Bab 8. Jangan Senggol, Ntar Kubacok!

20.6K 2.3K 365
                                    

 "Ingin dibuah manggis hutan, masak ranum tergantung tinggi."

Mengharapkan sesuatu, tetapi amat susah diperolehnya.

..........................................

Hal paling berat dalam hidup adalah ketika seseorang merasa baik-baik saja meski hatinya sedang sakit. Putee sudah pernah belajar tentang rasa sakit sebelumnya. Ketika ibunya bersemayam di rumah barunya. Di Sukabumi. Suka. Bumi. Nyatanya bunda tersayangnya itu lebih suka tinggal di sana.

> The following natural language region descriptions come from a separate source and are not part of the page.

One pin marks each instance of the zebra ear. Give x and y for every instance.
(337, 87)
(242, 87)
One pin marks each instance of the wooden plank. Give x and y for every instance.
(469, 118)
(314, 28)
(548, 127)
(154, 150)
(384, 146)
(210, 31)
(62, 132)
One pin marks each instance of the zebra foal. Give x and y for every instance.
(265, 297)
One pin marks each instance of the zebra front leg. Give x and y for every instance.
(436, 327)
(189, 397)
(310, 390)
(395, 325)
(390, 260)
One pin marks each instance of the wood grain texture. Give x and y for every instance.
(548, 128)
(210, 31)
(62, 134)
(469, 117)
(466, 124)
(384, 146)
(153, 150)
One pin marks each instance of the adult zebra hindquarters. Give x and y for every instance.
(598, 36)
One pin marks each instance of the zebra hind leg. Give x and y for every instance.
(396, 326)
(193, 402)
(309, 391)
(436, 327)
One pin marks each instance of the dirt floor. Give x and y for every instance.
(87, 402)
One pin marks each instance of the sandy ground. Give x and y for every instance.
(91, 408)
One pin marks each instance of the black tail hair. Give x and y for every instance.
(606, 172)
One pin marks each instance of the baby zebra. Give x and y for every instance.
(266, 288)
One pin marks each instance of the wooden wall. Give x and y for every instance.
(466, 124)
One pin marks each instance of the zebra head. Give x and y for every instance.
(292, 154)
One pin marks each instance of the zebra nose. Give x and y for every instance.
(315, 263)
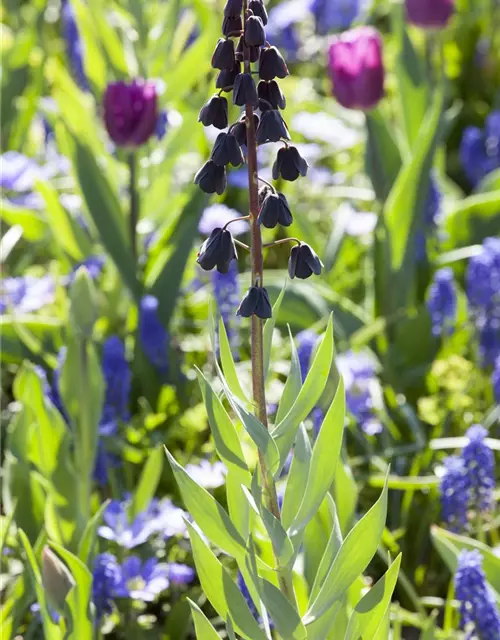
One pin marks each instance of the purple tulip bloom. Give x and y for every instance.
(145, 580)
(357, 68)
(429, 14)
(130, 112)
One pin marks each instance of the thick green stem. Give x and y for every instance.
(134, 203)
(257, 339)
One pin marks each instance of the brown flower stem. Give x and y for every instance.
(134, 203)
(257, 330)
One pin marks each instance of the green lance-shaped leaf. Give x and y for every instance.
(268, 332)
(207, 512)
(220, 589)
(285, 431)
(369, 613)
(323, 462)
(353, 557)
(203, 627)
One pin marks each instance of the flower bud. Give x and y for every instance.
(289, 164)
(227, 151)
(239, 130)
(214, 112)
(274, 211)
(430, 14)
(211, 178)
(217, 251)
(83, 311)
(255, 34)
(233, 8)
(226, 77)
(357, 69)
(258, 9)
(232, 26)
(56, 578)
(223, 57)
(245, 91)
(272, 128)
(272, 64)
(130, 112)
(271, 96)
(303, 262)
(255, 302)
(253, 53)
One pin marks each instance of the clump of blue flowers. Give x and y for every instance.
(468, 480)
(480, 149)
(442, 302)
(483, 293)
(478, 609)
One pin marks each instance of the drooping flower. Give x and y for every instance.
(74, 45)
(442, 301)
(455, 492)
(480, 464)
(145, 580)
(429, 14)
(107, 584)
(207, 475)
(478, 609)
(480, 149)
(130, 112)
(152, 334)
(357, 68)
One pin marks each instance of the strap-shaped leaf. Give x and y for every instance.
(268, 331)
(370, 611)
(220, 588)
(202, 625)
(325, 454)
(356, 551)
(207, 512)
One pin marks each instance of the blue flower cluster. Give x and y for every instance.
(468, 480)
(478, 609)
(153, 335)
(483, 293)
(442, 302)
(480, 149)
(134, 578)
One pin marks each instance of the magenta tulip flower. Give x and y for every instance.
(357, 68)
(430, 14)
(130, 112)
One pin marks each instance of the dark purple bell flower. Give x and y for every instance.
(226, 77)
(429, 14)
(270, 96)
(214, 112)
(272, 127)
(245, 91)
(130, 112)
(289, 164)
(223, 57)
(303, 262)
(275, 210)
(258, 9)
(227, 151)
(218, 250)
(272, 65)
(255, 34)
(211, 178)
(255, 303)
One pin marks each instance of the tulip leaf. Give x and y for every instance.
(353, 557)
(207, 512)
(220, 589)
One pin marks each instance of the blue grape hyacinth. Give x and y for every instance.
(152, 334)
(442, 302)
(478, 610)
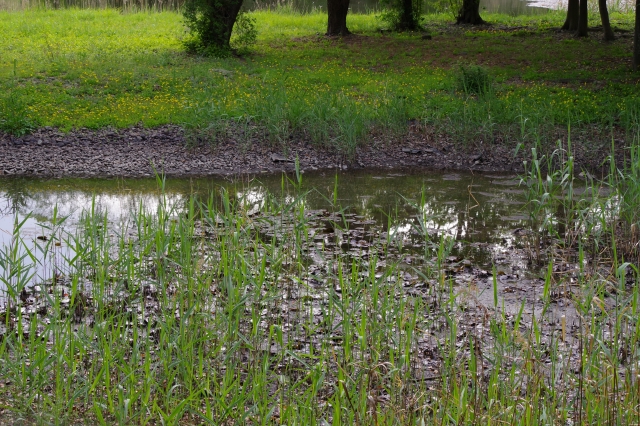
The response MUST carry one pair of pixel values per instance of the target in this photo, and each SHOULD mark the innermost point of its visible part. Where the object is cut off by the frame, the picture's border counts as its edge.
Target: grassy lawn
(96, 68)
(250, 308)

Putee duduk dengan wajah kusut. Pengunjung pameran kali ini benar-benar di luar dugaannya. Banyak yang melirik lukisannya, sementara Putee hanya nyengir di belakang. Pura-pura jadi pengunjung juga. Prins berdiri di belakangnya, mengamati tingkah anak itu. Putee hanya menghela nafas, lalu mondar-mandir tak tentu arah.

"Gimana lukisan lo?" Prins menghampirinya. Putee tersentak kaget saat mendapati home mate sekaligus teman satu-satunya itu sudah berdiri di belakangnya. "Nggak laku?"

Putee menggeleng.

"Udah terjual sejak tadi."

"Trus lo ngapain masih di sini? Bukannya lo tinggal ke tempat panitia aja buat minta duit..."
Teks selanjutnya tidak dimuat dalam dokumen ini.